The Resource Management Act 1991 (RMA) is a planning law passed in 1991. It was more ambitious than previous such laws, aiming to promote “sustainable management” of natural resources.

Arguing about what exactly sustainable management means has been a great boon for lawyers and consultants, but added great cost and uncertainty for developers. It was also found to have not led to good environmental outcomes, so there’s strong bipartisan agreement to scrap it.

The Government is proposing to replace it with three laws, the Natural and Built Environments Act (NBA), the Spatial Planning Act requiring local committees to develop 30-year regional plans, and the unreleased Climate Change Adaptation Act.

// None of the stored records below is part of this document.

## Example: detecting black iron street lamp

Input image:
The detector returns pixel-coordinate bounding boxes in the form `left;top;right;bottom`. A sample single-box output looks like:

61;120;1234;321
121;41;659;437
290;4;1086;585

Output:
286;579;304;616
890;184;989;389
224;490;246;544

The Government claims the new laws will save people money and increase the speed of resource consents. This is questionable, because the new laws are longer and even more ambitious than the RMA. They seem likely to suffer from many of the same problems. The RMA was criticised for undermining property rights, but these don’t even mention them. They also add a further layer of central bureaucracy.

The NBA adds principles of efficiency and equity to that of sustainability. It also promises to honour Te Tiriti, with a new principle of “Te Oranga o te Taiao”, which “speaks to the health of the natural environment… [and its] capacity to sustain life, and the interconnectedness of all parts of the environment.”

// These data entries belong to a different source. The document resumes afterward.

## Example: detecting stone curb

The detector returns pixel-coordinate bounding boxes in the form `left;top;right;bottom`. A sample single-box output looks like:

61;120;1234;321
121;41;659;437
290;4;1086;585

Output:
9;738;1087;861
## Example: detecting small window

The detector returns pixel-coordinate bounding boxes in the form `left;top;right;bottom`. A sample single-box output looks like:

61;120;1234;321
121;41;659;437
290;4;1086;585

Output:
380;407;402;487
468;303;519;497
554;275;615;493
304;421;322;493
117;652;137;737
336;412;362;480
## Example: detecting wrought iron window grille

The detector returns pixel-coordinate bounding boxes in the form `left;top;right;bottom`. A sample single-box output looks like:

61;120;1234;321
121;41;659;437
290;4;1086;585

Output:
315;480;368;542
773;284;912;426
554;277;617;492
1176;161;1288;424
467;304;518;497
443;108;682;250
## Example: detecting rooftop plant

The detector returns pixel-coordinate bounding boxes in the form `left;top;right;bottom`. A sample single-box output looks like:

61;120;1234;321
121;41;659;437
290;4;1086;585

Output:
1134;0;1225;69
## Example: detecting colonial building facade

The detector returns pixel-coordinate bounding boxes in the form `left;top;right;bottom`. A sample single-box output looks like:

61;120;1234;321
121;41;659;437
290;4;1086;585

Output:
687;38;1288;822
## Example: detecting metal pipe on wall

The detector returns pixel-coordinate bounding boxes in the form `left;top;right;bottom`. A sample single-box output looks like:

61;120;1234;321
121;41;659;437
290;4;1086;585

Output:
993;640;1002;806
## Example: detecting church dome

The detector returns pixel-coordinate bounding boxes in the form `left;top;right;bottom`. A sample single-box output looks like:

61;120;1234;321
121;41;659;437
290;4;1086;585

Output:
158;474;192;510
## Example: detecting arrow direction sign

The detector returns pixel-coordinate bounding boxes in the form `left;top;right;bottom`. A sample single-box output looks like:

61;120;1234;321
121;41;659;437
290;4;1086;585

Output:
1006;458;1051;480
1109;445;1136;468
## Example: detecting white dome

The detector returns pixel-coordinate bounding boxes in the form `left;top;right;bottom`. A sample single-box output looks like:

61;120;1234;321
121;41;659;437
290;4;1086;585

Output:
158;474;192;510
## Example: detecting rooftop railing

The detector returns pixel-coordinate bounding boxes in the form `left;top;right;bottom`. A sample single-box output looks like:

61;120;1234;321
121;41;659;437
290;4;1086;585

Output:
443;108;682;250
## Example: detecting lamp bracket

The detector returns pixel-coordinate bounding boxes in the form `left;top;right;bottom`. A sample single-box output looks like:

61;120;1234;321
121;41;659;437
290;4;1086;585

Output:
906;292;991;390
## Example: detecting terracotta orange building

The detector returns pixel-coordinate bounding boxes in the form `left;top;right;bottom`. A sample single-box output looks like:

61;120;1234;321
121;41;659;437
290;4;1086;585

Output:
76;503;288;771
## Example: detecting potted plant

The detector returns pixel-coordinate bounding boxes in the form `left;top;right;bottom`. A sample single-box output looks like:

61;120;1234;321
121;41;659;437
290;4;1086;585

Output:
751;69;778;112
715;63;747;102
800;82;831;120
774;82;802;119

All these principles are undefined, giving more room for arbitrary planning decisions, albeit in a more centralised fashion. Critics say the Government has created something worse than the RMA – and that’s without seeing the Climate Change Adaptation Act.

RMA replacements reminiscent of Three Waters - Centrist
Environment Minister David Parker won’t delay passing the new RMA. Image by US Embassy

Co-governance without the name

Despite not using the term “co-governance”, the laws have many similarities to the Three Waters laws. Like Three Waters, they also deal with water rights. The NBA removes power from local councils, replacing 100 district and regional plans with 15 regional plans. Each local government planning committee must have two hapu (sub-tribe) or iwi (tribal) representatives. It would also be under oversight of an independent national Māori entity.

Bipartisan opposition

Green MP Eugenie Sage, chair of the Environment Committee that has been evaluating the laws, says public submissions have convinced her the laws need more time to develop. Parliamentary Commissioner for the Environment, Simon Upton, questions the effectiveness of the new laws at protecting the environment. He also  warns they create uncertainty through the novel terms they use, which would have to be tested in court. National’s RMA spokesman Chris Bishop said “This is RMA 2.0 – it’s fundamentally flawed.”Environment Minister David Parker said the idea of delaying the reforms further was “quite wrong”. The Infrastructure Commission warned a new resource management system is needed by 2028 or NZ would miss its emissions targets, because the RMA is so slow and expensive.